Longformer from AllenAI solves this with two attention mechanisms applied together:
- Sliding window attention: Each token attends to
window_sizeneighbors on each side. Local context is preserved efficiently at O(n × w) cost. - Global attention: Selected tokens (like
[CLS]or question tokens) attend to all other tokens and are attended to by all other tokens. Global tokens gather document-level context.
This combination maintains O(n) complexity while preserving the ability to reason across the full document.
When to Use Longformer vs Chunking Strategies
Use Longformer when:
- Questions or labels depend on evidence scattered across the document
- You need document-level representations (not sentence-level)
- Documents are 600-4000 tokens consistently
Use chunking when:
- Documents are 4000+ tokens (Longformer's 4096 limit still applies)
- Questions can always be answered from a local passage
- Throughput matters more than accuracy (chunking + retrieval is faster)
The sweet spot is 800-2500 token documents — long enough that BERT fails, short enough that Longformer handles cleanly.
Document Classification
from transformers import LongformerForSequenceClassification, LongformerTokenizerFast
import torch
tokenizer = LongformerTokenizerFast.from_pretrained("allenai/longformer-base-4096")
model = LongformerForSequenceClassification.from_pretrained(
"allenai/longformer-base-4096",
num_labels=4
)
long_document = "..." * 1000 # 3000+ word document
inputs = tokenizer(
long_document,
return_tensors="pt",
max_length=4096,
truncation=True,
padding="max_length"
)
# Global attention on [CLS] token
global_attention_mask = torch.zeros_like(inputs["input_ids"])
global_attention_mask[:, 0] = 1
outputs = model(**inputs, global_attention_mask=global_attention_mask)
logits = outputs.logits
predicted_class = logits.argmax(dim=-1).item()
The HuggingFace Longformer-large-4096 is the highest-quality variant; base is 3x faster.
Document Q&A With LongformerForQuestionAnswering
from transformers import LongformerForQuestionAnswering, LongformerTokenizerFast
model = LongformerForQuestionAnswering.from_pretrained("allenai/longformer-large-4096-finetuned-triviaqa")
tokenizer = LongformerTokenizerFast.from_pretrained("allenai/longformer-large-4096-finetuned-triviaqa")
question = "What is the main argument in section 3?"
document = "...full document text..."
encoding = tokenizer(question, document, return_tensors="pt", max_length=4096, truncation=True)
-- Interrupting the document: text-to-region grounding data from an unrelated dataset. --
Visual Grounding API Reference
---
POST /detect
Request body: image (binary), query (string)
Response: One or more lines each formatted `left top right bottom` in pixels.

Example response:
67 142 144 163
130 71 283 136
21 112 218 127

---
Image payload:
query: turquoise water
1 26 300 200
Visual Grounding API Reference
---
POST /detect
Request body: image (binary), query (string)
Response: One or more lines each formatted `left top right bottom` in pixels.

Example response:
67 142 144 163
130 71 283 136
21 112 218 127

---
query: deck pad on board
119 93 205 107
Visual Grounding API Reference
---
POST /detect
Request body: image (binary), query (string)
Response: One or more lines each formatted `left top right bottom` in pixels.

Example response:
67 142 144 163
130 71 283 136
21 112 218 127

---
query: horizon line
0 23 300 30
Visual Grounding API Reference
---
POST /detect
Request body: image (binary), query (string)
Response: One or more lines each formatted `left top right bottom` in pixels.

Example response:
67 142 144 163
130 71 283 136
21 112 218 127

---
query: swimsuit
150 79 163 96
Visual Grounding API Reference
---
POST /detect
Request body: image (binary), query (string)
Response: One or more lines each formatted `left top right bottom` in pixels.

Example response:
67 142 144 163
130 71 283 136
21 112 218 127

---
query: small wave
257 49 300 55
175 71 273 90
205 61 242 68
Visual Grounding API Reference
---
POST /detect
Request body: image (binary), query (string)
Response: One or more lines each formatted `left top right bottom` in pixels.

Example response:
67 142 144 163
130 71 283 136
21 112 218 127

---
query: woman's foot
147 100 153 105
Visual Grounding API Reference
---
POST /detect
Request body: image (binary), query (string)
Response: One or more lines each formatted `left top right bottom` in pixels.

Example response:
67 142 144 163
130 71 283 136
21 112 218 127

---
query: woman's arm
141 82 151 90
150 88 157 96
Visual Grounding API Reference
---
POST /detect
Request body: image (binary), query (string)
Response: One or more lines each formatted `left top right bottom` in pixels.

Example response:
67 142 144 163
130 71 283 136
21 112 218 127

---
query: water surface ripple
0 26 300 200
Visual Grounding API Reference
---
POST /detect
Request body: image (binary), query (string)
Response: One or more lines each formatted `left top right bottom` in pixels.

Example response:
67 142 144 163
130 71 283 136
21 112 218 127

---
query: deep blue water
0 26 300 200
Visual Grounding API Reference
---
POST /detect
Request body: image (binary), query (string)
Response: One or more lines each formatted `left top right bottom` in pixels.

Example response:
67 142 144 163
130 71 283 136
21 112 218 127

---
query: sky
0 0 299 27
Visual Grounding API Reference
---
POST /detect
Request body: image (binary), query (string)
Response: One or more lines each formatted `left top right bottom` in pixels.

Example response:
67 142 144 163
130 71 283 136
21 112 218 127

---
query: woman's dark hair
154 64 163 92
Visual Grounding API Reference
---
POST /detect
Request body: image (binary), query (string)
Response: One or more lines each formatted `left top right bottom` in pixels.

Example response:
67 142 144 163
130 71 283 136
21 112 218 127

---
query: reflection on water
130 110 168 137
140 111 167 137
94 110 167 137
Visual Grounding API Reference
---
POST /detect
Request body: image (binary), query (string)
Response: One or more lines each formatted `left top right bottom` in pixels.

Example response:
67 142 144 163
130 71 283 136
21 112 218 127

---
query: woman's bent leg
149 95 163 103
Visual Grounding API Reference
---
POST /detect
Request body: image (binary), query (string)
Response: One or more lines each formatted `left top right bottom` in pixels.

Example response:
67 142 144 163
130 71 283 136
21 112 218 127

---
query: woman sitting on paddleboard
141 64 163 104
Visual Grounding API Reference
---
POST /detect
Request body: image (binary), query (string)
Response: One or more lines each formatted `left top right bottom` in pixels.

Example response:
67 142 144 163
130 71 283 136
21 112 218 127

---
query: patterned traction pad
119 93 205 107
# Global attention on question tokens
sequence_ids = encoding.sequence_ids(0)
global_attention = [1 if t == 0 else 0 for t in sequence_ids]
encoding["global_attention_mask"] = torch.tensor([global_attention])
outputs = model(**encoding)
start = outputs.start_logits.argmax()
end = outputs.end_logits.argmax()
answer = tokenizer.decode(encoding["input_ids"][0][start:end+1])
print(answer)
Comparison to Big Bird
Big Bird (Google) solves the same long-sequence problem with a different attention pattern: random attention + sliding window + global. Both achieve similar accuracy on long-document benchmarks. Longformer is more widely deployed and has better HuggingFace ecosystem support; Big Bird's random attention may provide marginal advantages on extremely long documents (>4096 tokens with extended variants).